Wann immer die Zinsen in den vergangenen Jahrzehnten angezogen haben, kamen Schuldner unter Druck und die Aktienmärkte auch. So stiegen die Zinsen vor dem Crash 1987, vor der Asien- und der Russlandkrise, selbst vor der Subprime-Krise 2007. Warum sollte es heute anders sein? Wer jetzt denkt, es liegt an einer anderen Politik der Notenbanken, den erinnere ich nur an die Tatsache, dass diese letztlich den Märkten folgen und nicht wie vielfach angenommen die Trends setzen. Sie machen es zwar schlimmer – vor allem im Trend nach unten – doch alleine Schuld sind sie nicht.

Unbestritten ist jedoch, dass die Zinsen immer wieder immer tiefer gesenkt wurden, um die neue Krise zu bekämpfen.
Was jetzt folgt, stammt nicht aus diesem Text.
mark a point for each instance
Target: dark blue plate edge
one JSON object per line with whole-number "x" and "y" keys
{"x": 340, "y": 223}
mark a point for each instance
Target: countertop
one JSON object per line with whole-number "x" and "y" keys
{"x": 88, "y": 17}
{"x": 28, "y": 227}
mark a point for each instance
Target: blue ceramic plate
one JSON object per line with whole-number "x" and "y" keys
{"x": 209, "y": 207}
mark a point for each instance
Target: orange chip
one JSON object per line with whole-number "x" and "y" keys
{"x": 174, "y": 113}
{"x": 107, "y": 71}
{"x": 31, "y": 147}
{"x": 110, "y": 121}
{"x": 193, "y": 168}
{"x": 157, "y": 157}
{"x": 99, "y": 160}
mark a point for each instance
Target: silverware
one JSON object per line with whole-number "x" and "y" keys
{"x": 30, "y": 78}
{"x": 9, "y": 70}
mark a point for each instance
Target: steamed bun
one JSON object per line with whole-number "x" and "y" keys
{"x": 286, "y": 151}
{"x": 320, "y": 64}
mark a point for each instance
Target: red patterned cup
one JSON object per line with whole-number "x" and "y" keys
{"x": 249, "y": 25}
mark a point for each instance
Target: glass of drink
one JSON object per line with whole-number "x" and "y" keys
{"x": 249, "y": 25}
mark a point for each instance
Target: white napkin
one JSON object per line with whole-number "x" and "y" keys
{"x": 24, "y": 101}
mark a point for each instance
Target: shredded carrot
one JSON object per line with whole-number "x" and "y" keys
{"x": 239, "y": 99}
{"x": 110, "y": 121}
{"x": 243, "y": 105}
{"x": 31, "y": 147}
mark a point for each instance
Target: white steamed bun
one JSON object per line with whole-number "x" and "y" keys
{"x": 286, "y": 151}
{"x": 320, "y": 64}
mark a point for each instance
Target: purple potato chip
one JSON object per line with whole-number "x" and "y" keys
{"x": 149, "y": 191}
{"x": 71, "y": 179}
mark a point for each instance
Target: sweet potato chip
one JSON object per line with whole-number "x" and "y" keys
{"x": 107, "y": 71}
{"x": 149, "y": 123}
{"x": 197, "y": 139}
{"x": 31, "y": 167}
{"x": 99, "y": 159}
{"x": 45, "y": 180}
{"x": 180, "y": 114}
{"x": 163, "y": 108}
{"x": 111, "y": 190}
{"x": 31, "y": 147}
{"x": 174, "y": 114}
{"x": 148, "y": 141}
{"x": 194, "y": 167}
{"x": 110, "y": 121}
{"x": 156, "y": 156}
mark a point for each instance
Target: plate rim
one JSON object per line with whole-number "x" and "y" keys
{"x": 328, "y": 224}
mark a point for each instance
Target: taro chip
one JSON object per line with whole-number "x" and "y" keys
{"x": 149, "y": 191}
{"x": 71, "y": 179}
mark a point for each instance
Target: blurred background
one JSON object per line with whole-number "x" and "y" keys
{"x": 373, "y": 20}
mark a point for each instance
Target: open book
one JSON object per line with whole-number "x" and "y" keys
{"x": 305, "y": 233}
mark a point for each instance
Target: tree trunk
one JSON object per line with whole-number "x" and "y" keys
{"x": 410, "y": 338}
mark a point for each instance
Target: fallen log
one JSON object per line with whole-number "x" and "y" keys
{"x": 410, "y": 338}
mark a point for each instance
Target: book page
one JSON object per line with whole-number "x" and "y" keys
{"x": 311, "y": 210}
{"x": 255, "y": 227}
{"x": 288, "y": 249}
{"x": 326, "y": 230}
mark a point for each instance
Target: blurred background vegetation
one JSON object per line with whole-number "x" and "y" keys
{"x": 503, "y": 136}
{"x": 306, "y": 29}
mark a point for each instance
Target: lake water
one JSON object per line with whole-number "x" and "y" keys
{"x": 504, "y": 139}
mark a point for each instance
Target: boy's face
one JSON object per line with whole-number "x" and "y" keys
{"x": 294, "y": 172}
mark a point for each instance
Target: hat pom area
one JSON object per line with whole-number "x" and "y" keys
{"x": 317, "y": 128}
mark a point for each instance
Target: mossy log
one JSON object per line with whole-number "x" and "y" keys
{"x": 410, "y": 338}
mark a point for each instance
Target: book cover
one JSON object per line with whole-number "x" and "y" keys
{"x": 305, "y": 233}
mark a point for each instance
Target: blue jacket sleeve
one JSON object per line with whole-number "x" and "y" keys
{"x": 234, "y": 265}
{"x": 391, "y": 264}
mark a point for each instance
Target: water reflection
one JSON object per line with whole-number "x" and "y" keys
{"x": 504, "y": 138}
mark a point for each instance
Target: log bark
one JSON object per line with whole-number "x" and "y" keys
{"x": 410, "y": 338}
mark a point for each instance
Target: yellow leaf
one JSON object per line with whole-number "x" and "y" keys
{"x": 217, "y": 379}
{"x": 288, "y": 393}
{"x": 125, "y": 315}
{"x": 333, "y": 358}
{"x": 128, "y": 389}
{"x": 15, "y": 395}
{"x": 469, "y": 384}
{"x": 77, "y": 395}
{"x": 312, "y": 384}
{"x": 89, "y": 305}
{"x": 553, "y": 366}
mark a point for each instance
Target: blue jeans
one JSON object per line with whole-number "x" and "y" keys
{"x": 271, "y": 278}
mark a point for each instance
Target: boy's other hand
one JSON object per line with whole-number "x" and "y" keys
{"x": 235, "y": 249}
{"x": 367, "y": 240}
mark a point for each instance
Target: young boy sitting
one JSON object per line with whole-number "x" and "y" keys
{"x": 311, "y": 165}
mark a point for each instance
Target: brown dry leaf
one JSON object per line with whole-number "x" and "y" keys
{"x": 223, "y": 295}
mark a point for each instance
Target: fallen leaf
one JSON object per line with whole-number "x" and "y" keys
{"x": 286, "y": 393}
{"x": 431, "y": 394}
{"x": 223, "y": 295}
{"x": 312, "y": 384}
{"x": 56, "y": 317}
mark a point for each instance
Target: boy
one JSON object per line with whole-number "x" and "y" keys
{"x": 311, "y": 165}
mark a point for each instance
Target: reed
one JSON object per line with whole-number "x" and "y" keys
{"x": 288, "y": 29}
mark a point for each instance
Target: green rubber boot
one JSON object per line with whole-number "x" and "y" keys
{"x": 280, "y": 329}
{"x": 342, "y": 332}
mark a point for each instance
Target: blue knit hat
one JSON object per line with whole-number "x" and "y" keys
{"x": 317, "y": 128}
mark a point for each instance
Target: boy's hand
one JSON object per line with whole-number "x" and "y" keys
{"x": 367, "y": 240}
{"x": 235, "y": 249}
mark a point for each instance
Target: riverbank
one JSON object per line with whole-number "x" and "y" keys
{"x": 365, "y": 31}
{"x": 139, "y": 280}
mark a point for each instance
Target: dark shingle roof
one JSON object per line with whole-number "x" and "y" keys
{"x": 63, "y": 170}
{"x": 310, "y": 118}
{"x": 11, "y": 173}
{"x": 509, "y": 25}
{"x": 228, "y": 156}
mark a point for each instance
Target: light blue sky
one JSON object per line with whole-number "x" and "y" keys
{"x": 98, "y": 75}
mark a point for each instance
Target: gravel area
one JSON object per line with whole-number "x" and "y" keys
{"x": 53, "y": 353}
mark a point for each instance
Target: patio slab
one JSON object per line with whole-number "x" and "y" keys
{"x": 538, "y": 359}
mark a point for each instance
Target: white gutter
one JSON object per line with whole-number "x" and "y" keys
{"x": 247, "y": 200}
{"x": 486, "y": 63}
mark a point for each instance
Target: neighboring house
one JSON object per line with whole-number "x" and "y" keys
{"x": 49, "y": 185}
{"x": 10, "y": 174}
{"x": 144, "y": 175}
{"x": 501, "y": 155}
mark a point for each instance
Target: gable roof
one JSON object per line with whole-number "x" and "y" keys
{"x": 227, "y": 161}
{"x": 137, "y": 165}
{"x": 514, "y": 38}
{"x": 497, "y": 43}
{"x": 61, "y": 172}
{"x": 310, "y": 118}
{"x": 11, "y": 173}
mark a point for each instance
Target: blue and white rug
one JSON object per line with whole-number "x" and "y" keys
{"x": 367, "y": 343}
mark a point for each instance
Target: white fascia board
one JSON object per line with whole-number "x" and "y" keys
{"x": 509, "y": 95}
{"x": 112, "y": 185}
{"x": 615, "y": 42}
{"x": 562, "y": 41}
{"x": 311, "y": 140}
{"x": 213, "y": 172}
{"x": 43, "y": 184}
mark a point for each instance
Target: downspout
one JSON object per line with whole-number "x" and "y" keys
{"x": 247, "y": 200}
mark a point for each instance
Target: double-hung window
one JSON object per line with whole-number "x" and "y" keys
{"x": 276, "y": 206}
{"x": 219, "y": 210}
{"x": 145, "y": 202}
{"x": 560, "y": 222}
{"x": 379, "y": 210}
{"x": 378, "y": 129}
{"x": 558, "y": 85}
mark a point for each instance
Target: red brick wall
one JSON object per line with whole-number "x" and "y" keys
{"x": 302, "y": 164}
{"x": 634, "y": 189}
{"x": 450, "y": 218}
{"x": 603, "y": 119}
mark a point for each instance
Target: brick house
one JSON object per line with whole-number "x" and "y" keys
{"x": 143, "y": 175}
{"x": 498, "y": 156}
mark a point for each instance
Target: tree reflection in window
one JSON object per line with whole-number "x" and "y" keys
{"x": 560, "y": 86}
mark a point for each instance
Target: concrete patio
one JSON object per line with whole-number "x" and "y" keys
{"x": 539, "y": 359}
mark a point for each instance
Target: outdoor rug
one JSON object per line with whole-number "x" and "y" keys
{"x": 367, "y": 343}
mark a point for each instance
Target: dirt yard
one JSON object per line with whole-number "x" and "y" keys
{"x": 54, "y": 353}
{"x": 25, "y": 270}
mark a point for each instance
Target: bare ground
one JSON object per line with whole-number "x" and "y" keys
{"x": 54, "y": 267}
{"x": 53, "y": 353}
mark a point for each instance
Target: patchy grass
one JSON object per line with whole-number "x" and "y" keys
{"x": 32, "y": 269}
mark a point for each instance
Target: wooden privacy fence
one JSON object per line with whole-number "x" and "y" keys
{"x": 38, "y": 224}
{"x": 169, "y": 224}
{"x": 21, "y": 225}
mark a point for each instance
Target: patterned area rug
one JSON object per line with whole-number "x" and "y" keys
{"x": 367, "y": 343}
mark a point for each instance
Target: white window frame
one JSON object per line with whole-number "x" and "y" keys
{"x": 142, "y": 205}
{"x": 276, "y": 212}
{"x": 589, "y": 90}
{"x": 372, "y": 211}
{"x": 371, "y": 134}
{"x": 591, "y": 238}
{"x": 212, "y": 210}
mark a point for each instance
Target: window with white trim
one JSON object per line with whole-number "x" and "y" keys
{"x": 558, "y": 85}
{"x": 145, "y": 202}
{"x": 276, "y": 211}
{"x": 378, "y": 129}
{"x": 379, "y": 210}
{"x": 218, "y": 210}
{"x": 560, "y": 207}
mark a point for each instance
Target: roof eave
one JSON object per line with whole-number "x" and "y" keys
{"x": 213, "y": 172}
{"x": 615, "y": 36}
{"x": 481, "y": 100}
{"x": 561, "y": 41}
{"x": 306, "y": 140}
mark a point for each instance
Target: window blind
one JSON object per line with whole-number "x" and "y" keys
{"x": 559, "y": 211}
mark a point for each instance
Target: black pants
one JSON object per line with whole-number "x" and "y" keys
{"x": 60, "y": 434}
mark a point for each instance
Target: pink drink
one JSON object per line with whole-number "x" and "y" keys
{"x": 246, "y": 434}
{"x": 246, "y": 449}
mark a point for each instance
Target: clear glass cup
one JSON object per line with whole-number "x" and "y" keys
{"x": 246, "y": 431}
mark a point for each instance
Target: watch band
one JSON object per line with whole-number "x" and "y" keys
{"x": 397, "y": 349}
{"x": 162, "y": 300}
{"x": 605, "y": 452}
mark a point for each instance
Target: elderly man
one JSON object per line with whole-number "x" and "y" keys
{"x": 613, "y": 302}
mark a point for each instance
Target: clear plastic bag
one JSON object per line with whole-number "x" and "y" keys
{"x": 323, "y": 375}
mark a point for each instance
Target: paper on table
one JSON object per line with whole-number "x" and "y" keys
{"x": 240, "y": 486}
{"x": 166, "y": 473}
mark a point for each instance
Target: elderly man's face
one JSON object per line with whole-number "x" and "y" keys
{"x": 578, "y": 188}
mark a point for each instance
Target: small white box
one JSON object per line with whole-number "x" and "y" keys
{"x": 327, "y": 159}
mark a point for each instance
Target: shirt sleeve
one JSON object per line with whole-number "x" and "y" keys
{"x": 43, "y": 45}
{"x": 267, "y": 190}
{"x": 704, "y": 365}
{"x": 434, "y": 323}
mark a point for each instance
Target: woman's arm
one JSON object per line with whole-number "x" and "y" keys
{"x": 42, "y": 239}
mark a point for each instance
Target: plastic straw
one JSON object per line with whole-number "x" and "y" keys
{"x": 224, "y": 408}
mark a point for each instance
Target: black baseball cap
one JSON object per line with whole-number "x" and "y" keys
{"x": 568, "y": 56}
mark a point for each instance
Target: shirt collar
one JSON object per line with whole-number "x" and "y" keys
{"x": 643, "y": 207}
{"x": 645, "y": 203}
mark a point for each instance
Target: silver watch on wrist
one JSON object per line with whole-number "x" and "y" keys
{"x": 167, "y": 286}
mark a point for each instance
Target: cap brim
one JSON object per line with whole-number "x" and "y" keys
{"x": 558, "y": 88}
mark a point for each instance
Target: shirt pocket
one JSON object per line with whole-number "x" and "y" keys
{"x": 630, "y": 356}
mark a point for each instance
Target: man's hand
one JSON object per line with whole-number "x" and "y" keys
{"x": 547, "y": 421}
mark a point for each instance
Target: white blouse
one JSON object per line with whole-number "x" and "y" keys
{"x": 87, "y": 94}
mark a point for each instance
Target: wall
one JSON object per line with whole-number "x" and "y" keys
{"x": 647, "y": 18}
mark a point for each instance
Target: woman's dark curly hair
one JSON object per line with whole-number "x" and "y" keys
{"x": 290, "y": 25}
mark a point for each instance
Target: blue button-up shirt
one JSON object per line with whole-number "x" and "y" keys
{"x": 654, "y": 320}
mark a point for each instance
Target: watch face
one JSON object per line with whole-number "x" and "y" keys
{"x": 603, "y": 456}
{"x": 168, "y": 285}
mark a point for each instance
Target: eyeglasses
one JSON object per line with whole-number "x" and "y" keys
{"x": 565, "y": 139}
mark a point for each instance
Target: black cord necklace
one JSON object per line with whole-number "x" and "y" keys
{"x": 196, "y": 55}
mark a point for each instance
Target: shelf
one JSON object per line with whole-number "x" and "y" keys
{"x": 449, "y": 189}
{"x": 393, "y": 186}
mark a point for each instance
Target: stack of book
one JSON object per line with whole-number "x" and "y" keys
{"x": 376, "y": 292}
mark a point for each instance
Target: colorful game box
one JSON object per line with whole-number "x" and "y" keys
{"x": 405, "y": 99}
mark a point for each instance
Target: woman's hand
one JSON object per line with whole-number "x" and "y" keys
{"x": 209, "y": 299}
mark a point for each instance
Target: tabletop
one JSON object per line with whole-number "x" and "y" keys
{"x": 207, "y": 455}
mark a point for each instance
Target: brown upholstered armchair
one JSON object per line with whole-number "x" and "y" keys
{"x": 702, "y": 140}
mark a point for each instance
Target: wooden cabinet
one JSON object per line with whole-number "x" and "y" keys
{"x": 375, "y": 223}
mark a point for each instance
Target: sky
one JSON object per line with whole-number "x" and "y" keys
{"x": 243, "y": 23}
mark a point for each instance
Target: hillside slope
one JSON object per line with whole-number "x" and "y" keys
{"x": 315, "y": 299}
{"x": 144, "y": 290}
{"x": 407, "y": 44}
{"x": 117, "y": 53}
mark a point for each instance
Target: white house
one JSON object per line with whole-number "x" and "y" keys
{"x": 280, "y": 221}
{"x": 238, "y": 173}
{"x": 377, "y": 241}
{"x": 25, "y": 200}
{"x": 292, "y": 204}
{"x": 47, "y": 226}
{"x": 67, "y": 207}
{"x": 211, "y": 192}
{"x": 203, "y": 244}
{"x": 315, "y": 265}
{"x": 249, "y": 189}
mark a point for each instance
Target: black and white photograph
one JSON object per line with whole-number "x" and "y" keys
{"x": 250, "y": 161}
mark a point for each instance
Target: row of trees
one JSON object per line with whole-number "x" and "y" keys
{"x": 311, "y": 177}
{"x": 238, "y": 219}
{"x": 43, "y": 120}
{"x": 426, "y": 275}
So wird es auch bei der Krise sein, die sich durch die höheren Zinsen anbahnt. Mag der Dow Jones auch neue Rekorde feiern, billig ist er schon lange nicht mehr. Natürlich kann man den Markt nicht timen und ich würde auch dringend von einseitigen Wetten abraten. Dennoch spricht mehr denn je für unser ausgewogenes Portfolio aus Cash, Aktien, Immobilien und Gold. Letzteres ist gerade nicht sehr en vogue. Das dürfte sich im nächsten Krisendurchgang auf dem Weg in noch negativere Zinsen wieder ändern.